Learn to move past that. Make a conscious decision right now to do it. Decide, right here in this very moment, that your life means more than others’ opinions of you. And tell yourself you’re not going to worry about it anymore. It’s just not that important. It’s not worth your mental health. Just keep doing you and moving forward. All of the rest will eventually fall into place over time.
#6 — Anything in life that’s worthwhile, will never, ever come easy
Part of what makes our society tick, is the notion for instant gratification. We want what we want and we want it now. Why should we have to wait? We’re so used to getting fast-everything, that we’ve become a culture that lacks the patience to see certain things through. And, part of our worrying is born from the fact that things don’t happen overnight. They take time.
When we come to the realization that anything in life that’s worthwhile, will never, ever come easy, we can alleviate a little bit of our worries. Over time, those sleepless nights, times spent stressed and worried, and the constant and never ending fears, will all be worthwhile. Whatever it is that you’re pushing towards, and whatever it is that’s in your way, it will eventually work itself out.
You know the saying, right? Tough times don’t last; tough people do. Once we can shift our perspective from the short term to the long term, and realize that nothing great will ever happen quickly, we can stress and worry just a little bit less. It won’t take it all away, but the constant and continued action towards improving whatever area of our lives we’re focusing on, will certainly help to take some of the mental focus away from problems and negativity.
#7 — Set goals, plan, and persist, but never, ever, ever give up
Worrying does a huge number on us. It takes away on every level. Physically. Emotionally. Spiritually. Financially. And mentally. But, in order to move away from worry, not only do we need a major shift in our focus, but we need a strategic plan for the future. We need to set goals, create a plan, take action, persist, and never give up.
By setting goals, creating a plan, and taking action, we’re at least moving away from whatever it is that’s mentally ailing us. But, when we just wallow in the misery and despair of our situation, nothing gets better. It gets worse. In that way, we tend to worry and stress even more, potentially causing huge physical ramifications for us in the form of vulnerabilities to sicknesses and diseases, and a long-term decline in general health.
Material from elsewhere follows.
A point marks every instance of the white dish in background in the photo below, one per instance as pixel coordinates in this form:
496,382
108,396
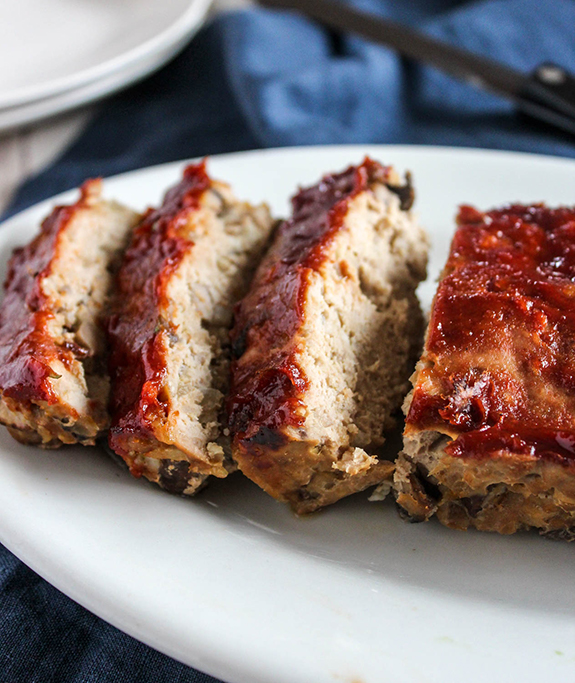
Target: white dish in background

But possibly the worst part about worrying is the desire to give up on something. We want to give up because something might be too difficult or take too long. We might want to give up because we question our ability to achieve something as well. However, as long as we stick to the plan, we can stop worrying over time by seeing our goals through. While it won’t solve all of life’s problems, it will help to make some things just a little bit easier on us.